What Will Happen If You Don't File Your Past Due Return or Contact the IRS

It's important to understand the ramifications of not filing a past due return and the steps that the IRS will take. Taxpayers who don't file a past due return or contact the IRS are subject to the following:

  • Penalties and Interest will be assessed and will increase the amount of tax due.
  • The IRS will file a substitute return for you. But this return is based only on information the IRS has from other sources. Thus, if the IRS prepares this substitute return, it will not include any additional exemptions or expenses you may be entitled to and may overstate your real tax liability.
  • Once the tax is assessed the IRS will start the collection process, which can include placing a levy on wages or bank accounts or filing a federal tax lien against your property.
  • Even if the IRS has already filed a substitute return, it still makes sense for you to file your own return to make sure you take advantage of all the exemptions, credits, and deductions you are allowed. The IRS will generally adjust your account to reflect the correct figures.
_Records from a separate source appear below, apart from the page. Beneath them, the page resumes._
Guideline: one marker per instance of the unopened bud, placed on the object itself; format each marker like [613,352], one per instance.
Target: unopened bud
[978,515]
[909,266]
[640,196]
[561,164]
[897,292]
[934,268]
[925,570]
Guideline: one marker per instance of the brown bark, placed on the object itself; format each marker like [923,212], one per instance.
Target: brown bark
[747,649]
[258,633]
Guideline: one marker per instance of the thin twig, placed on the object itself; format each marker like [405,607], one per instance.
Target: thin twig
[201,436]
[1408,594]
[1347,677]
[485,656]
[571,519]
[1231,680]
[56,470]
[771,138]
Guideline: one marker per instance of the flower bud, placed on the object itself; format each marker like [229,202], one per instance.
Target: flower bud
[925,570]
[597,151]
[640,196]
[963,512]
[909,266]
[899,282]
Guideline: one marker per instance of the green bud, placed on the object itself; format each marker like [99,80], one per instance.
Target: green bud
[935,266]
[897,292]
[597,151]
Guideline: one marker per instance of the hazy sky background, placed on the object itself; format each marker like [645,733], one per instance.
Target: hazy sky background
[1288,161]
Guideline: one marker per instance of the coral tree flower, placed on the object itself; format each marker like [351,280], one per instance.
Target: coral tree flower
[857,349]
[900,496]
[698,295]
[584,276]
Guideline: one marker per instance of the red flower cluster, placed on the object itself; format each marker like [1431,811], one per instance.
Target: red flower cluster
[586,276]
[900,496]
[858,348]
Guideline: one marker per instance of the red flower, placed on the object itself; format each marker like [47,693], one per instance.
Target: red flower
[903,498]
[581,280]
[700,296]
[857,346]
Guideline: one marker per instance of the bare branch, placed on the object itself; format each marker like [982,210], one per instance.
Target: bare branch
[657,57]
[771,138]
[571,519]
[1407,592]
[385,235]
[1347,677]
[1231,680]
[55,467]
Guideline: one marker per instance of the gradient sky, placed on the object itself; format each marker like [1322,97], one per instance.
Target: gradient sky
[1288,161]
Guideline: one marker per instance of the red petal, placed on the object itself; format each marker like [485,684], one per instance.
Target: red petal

If your issues are not addressed on this site, you can call the IRS toll-free at 1-800-829-1040, or visit tax topics.

What if I missed the April filing deadline?

If you're expecting a tax refund, there's no need to panic. You don't even need to file an extension.

2011 tax returns that are due a refund are given until April 15, 2015 (October 15, 2015 with an extension) to be filed with the IRS before the statute of limitations on the refund runs out. If you don't file by then, the U.S. Treasury simply keeps your "donation."

However, if you owe additional taxes, there is no statute of limitations. For this reason, try to file your income tax return as soon as you can. The longer you wait, the more interest and penalties are assessed on top of the money you already owe.

What to Do if You Can't Pay Your Federal or State Income Taxes

If you can't pay an unexpectedly large tax bill by the filing deadline, the IRS (and many states) will let you sign up for an installment plan. With an installment plan, you can pay off your taxes through regular payments, often via payroll deduction or by regularly scheduled debits from your bank account. File your return in a timely manner to minimize any additional penalties.

However, before requesting an installment agreement, you should consider other less costly alternatives, such as getting a bank loan or using available credit on a credit card. This is especially true if the interest and penalties imposed by the IRS would be more than the interest on your credit card or a bank loan.

Please note that installment plans do not waive additional costs associated with late tax payments, including:

  • Interest on the remaining balance due;
  • Late payment penalties and/or late filing penalties;
  • Accumulated interest on unpaid late payment or late filing penalties.

Nevertheless, for some taxpayers, installment plans are a convenient way – sometimes the only way – to pay off overdue taxes.